Running a restaurant also requires a great deal of collaboration and a systemic design to serve a great experience. If one chef is expected to cut the vegetables, cook them and serve them to a customer, the amount of work involved is astronomical.

The chef can delegate a few of his tasks to others, as shown above.

  1. This reduces the dependency on one chef.
  2. This also decouples the system; each chef can do their task independently without worrying about the rest.
  3. The speed of delivery also increases.

This is the same principle behind microservices. We decouple the entire system so that each team can work on their feature without worrying about the other moving parts.

Microservices it is!

The APIs work in conjunction with the microservices. We followed the API-led connectivity paradigm in creating the APIs.

We categorize API into three types.

  • Experience API: These are generally external-facing APIs that provide a different experience to consumers from a common data source, catering to each consumer's needs. Mobile consumers expect much less data when compared to desktop clients. This gives rise to different needs.
  • Process API: Process APIs take care of the business processes associated with the data, for example, an order going through multiple checks and validations before it gets inserted into the database.
  • System API: These APIs expose the systems of record to the outside world, for example, a document manager API to manage documents for the entire organization.

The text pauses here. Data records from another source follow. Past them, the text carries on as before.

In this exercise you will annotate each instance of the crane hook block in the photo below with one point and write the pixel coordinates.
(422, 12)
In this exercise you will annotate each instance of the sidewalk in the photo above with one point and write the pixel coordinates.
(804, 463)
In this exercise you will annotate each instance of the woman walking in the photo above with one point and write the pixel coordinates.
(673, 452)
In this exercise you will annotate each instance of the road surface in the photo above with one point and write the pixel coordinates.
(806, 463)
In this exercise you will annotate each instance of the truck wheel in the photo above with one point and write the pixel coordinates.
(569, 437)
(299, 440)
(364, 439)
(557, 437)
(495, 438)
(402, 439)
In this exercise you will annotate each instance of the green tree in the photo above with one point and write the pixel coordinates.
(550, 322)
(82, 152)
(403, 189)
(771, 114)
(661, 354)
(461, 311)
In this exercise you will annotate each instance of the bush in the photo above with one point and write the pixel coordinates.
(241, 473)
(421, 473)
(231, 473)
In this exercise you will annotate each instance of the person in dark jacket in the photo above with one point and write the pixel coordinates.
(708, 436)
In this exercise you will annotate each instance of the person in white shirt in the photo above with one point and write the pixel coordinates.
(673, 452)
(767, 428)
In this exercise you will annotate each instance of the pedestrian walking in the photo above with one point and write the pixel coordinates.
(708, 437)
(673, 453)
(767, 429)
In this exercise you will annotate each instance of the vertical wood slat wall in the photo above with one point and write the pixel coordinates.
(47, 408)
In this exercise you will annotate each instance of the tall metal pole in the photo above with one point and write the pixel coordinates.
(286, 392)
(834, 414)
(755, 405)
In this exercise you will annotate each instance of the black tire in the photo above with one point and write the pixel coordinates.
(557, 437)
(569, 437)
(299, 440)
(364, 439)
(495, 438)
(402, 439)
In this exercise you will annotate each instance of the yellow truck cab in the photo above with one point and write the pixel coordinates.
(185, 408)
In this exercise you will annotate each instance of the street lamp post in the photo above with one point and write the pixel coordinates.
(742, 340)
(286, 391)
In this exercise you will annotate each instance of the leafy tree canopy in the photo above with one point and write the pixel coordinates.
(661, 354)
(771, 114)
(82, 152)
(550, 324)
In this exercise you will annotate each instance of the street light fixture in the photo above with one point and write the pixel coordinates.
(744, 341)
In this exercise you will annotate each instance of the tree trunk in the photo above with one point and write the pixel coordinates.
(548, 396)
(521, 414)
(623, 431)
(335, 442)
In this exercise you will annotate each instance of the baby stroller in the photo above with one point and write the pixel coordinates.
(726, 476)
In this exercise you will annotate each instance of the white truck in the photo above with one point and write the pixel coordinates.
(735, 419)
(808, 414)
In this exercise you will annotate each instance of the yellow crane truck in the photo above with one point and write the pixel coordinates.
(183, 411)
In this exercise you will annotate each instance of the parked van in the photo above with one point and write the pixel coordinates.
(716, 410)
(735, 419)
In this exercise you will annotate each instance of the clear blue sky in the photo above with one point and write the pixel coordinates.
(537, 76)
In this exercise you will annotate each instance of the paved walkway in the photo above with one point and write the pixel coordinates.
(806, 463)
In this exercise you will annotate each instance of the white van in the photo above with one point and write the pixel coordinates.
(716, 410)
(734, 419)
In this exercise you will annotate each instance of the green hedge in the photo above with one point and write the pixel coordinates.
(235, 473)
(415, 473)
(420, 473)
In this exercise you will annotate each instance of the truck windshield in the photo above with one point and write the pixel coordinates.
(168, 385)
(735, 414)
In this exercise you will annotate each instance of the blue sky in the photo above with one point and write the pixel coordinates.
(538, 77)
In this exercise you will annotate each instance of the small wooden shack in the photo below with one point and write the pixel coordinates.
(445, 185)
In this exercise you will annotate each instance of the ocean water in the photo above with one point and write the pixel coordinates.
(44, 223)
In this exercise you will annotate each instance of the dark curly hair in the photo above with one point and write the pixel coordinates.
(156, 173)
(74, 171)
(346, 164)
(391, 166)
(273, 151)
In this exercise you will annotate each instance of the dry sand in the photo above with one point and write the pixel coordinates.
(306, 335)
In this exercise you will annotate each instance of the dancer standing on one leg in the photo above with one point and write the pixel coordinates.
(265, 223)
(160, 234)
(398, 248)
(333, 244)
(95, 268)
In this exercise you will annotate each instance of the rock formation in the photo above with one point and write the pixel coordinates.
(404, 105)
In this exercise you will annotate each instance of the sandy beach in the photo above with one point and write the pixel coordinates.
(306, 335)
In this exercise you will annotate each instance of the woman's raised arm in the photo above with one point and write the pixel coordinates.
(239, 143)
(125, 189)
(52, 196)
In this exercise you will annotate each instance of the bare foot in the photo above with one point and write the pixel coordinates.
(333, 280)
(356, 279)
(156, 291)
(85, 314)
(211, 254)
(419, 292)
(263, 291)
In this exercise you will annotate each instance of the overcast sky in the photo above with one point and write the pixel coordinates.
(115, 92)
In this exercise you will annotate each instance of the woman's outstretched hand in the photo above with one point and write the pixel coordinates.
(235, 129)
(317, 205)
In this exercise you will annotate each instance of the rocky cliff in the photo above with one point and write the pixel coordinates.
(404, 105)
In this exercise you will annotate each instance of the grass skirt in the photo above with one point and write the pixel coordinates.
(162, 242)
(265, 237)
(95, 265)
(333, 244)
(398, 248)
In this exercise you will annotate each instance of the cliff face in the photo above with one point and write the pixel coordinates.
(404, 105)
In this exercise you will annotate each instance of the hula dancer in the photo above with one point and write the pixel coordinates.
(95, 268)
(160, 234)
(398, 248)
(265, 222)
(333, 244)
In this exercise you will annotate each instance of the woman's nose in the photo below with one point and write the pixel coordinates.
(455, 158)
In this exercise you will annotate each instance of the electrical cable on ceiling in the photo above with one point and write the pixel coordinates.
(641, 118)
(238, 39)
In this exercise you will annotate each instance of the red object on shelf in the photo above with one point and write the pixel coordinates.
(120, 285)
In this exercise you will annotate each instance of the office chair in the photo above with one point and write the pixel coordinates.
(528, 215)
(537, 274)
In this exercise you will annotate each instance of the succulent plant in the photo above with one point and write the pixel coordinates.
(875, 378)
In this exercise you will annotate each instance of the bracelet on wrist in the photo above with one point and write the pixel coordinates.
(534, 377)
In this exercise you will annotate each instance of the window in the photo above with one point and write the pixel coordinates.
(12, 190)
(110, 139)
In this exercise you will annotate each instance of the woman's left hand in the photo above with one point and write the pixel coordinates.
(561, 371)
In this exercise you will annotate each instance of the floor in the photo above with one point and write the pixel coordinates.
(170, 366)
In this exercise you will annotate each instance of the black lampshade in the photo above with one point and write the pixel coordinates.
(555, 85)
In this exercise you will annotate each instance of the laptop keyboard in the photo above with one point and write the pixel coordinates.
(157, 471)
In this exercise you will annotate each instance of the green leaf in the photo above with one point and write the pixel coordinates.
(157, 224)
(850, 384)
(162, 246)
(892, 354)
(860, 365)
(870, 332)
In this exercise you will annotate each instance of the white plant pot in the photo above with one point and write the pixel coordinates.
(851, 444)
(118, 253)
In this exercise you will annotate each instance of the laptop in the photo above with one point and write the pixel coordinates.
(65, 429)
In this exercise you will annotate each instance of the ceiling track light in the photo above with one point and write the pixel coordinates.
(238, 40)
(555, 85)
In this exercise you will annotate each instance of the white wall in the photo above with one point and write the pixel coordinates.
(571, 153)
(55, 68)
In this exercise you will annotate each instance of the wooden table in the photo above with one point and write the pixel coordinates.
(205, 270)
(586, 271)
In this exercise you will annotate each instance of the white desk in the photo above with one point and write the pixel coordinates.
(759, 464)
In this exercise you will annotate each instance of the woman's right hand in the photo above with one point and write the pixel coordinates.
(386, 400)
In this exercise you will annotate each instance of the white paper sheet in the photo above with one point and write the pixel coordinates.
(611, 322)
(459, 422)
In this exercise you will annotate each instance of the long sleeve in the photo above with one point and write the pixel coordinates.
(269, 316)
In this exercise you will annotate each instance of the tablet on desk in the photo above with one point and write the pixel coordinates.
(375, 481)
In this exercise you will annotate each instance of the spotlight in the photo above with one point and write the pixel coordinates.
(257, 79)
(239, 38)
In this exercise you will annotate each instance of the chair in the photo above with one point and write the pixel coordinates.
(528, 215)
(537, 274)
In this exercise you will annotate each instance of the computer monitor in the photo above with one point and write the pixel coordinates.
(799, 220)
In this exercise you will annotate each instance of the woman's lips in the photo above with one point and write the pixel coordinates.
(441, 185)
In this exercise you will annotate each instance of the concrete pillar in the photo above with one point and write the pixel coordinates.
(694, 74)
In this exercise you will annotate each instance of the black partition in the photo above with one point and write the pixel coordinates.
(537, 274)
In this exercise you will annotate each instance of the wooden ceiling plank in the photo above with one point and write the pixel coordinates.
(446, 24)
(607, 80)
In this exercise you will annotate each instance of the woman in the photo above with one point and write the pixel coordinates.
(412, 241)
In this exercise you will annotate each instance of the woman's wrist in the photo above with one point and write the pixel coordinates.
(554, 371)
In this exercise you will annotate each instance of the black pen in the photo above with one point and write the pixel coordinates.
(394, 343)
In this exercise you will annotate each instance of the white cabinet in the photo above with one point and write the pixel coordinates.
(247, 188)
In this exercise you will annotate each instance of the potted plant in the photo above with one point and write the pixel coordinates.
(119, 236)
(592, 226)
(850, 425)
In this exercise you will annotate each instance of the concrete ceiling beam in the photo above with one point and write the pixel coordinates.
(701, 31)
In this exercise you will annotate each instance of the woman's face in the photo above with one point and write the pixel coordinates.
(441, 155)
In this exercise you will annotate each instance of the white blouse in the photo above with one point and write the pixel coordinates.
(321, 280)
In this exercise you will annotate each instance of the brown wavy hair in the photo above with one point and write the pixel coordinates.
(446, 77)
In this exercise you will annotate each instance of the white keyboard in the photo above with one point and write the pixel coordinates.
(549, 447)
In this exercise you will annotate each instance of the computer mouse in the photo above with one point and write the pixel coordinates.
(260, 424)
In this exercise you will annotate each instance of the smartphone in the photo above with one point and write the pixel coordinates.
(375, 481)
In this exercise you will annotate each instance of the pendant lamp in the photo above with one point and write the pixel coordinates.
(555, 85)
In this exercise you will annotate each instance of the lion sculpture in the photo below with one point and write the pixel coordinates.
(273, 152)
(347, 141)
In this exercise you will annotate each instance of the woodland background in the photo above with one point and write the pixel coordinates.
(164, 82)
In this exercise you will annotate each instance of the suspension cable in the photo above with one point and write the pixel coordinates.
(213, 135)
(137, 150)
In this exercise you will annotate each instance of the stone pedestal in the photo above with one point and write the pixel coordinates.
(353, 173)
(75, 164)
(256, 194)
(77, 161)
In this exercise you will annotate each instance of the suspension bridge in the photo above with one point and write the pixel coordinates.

The design of the system should always depend upon the needs of the business. No "one-size-fits-all" solution exists. At Mutual of Omaha, we recently built an order processing system for one of our products. The requirement was to expose a SOAP API to an external vendor and an SFTP integration for fixed-width files.

The Current Day

We already had a giant monolith that included a UI, database connectivity and Spring integration code, tightly knit into one service. It supported two file formats, and any deviation from these formats required numerous code changes, changes in the table structure and new flows to handle the business process. Changes were making the codebase more and more complex and challenging to understand.

Our external-facing SOAP service was no different. Operations were tightly knit into one service with redundant code in almost every module.

Process

The entire process was broken down into three parts and distributed between three teams; each team worked on one category of API, which paved the way for parallel development.

Each of these microservices will be deployed in a container environment with replication and auto-discovery enabled. We decided to use the vendor’s integration platform to build experience APIs, which helped accelerate the integration.

Going back to our restaurant analogy, when the chef chooses to start with chopped vegetables instead of chopping them before use, it greatly reduces the meal preparation time. Using readily configurable components helps us accelerate delivery. It has implicit functions to parse incoming data and transform it into the required format. Configurable connectors and API listeners help us to build an API in a short period of time. We built our external-focused API and SFTP integration with reusable components from the vendor's platform.

Parsing

The received data was in a different format. We created a configurable parser in our experience APIs, which helped us to convert the fixed-width file data to the required format.

The parsing process is configurable and straightforward; it requires schemas for input and output formats. Schema-based parsing provides us with a greater ability to adapt as data format changes. Configurable schemas can easily accommodate changes.

The process APIs were a little more challenging; it involved a family of microservices (orchestrated and event-driven) working together to fetch and validate data from multiple systems of records.

The resulted order was finally inserted into the destined location using another system API.

API-led connectivity has encouraged other teams to develop and publish reusable system APIs that give access to records systems.

Reusable components reduced the code burden on teams. The old way of building applications is tiring. So is the old way of integrating. Tools like Mulesoft have democratized APIs. Microservices running in containers have helped make deployment and distribution of work easy, resulting in accelerated delivery and robust systems that are more adaptable to changing environments.